The Central Bank of Nigeria (CBN) has raised concerns about potential risks to the growth of Nigeria’s external reserves by 2024 and 2025 due to the removal of fuel subsidies, increased import bills, and rising external debt servicing obligations. This was disclosed in the bank’s recently released Monetary, Credit, Foreign Trade, and Exchange Policy guidelines for the fiscal years 2024/2025.
Despite these challenges, the CBN projects positive economic growth during the period, driven by continued policy support in the agriculture and oil sectors, ongoing reforms in the foreign exchange market, and the implementation of the Finance Act 2023 and the 2022-2025 Medium-Term National Development Plan (MTNDP).
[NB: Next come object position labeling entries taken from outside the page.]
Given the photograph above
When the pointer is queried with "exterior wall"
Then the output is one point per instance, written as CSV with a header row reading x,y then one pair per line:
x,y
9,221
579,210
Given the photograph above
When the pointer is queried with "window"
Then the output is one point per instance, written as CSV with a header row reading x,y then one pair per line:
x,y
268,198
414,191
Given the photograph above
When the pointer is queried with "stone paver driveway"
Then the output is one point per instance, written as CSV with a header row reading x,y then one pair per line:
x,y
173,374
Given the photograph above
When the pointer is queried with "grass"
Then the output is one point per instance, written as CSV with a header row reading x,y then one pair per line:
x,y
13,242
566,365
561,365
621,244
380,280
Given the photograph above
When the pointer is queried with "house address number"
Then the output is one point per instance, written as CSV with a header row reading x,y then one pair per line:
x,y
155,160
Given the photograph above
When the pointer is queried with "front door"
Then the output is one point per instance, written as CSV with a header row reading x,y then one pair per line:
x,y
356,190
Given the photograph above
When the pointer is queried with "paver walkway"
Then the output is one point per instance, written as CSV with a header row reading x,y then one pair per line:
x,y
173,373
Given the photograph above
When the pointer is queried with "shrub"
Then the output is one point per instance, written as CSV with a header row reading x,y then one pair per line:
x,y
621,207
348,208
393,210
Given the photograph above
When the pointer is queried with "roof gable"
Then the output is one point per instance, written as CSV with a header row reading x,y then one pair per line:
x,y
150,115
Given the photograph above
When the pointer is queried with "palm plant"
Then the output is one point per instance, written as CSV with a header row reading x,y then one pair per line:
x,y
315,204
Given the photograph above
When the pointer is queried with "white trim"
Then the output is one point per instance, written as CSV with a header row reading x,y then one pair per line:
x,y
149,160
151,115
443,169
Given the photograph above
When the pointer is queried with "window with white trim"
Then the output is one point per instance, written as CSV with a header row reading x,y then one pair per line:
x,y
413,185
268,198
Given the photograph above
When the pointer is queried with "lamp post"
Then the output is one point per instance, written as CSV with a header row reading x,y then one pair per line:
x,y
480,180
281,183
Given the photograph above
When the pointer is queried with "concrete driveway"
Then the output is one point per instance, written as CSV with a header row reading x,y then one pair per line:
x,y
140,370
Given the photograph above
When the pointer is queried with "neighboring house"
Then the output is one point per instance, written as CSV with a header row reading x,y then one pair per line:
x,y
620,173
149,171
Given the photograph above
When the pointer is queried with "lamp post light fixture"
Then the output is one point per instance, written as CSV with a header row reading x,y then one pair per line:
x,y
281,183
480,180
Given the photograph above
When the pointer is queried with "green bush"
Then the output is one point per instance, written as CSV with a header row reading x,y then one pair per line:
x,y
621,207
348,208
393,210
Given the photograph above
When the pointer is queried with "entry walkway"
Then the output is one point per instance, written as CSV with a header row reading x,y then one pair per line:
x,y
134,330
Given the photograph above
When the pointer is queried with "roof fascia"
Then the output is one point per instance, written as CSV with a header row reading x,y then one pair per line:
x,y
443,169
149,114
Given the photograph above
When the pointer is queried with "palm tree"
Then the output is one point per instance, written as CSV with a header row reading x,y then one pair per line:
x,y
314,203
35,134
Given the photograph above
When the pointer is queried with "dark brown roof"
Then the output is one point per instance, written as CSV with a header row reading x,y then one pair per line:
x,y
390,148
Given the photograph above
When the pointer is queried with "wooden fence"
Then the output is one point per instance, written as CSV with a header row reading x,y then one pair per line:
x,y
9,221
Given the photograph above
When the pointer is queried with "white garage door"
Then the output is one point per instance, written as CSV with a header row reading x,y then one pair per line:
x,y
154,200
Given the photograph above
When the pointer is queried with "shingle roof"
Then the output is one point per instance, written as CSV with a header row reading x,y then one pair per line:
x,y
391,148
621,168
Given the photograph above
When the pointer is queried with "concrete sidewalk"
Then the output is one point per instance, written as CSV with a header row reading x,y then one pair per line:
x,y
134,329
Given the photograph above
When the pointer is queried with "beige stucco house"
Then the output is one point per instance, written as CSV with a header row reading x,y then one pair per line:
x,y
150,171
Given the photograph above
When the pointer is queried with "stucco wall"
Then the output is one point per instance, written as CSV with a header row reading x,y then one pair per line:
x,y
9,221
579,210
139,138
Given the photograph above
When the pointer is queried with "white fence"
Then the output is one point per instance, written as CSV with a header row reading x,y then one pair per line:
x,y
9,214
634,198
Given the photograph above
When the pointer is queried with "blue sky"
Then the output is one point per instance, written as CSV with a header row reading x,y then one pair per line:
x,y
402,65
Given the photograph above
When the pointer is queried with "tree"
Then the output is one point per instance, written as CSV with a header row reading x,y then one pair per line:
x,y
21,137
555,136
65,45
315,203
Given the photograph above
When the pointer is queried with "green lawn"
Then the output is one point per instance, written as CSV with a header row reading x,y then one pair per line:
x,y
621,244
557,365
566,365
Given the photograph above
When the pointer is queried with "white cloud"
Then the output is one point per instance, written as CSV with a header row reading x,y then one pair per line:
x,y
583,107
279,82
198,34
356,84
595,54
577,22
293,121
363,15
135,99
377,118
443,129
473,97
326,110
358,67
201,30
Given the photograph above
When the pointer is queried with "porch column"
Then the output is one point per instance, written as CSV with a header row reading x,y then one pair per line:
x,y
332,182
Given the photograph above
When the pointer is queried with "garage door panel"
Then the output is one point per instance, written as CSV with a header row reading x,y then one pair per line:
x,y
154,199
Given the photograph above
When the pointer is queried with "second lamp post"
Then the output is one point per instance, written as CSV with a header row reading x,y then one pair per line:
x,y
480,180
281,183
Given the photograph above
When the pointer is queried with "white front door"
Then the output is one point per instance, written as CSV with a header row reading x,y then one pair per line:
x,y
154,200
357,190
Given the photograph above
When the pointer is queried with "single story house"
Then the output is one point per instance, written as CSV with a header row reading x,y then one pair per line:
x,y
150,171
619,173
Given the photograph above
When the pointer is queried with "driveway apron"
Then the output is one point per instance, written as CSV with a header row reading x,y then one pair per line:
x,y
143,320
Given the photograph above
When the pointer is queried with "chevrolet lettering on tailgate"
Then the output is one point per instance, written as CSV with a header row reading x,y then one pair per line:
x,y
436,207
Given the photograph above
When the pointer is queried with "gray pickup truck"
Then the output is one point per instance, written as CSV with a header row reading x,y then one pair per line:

“The outlook for Nigeria’s external sector in 2024/2025 is optimistic,” the report states, citing the sustained rally in crude oil prices and improvements in domestic oil production as key factors. However, the bank warned that lower oil earnings, rising fuel import costs, and external debt repayments could hinder the growth of reserves.
CBN also noted the potential risk of capital outflows due to tightening monetary policies in advanced economies.
Regarding Nigeria’s economic output, the CBN predicts a continued positive trajectory in 2024/2025, contingent on sustained policy support and the successful implementation of key reforms. However, it highlighted potential headwinds, including rising energy prices, persistent security challenges, and infrastructure issues, which could undermine growth.
Domestic inflation is expected to remain elevated, fueled by global supply chain constraints and exchange rate fluctuations, with security challenges further exacerbating inflationary pressures.
Analysts have expressed mixed views on the impact of the fuel subsidy removal. Clifford Egbomeade, a public affairs analyst, argued that the subsidy removal could increase demand for foreign exchange, placing pressure on external reserves. He noted that while there could be short-term economic disruptions, the long-term benefits include reduced fiscal deficits and improved investor confidence.
On the other hand, Ayodeji Ebo, Managing Director of Optimus by Afrinvest, offered a more optimistic view. Ebo suggested that ending the subsidy could actually boost external reserves, as it would eliminate the need for the Nigerian National Petroleum Corporation (NNPC) to deduct funds at the source, increasing foreign exchange remittances to the CBN.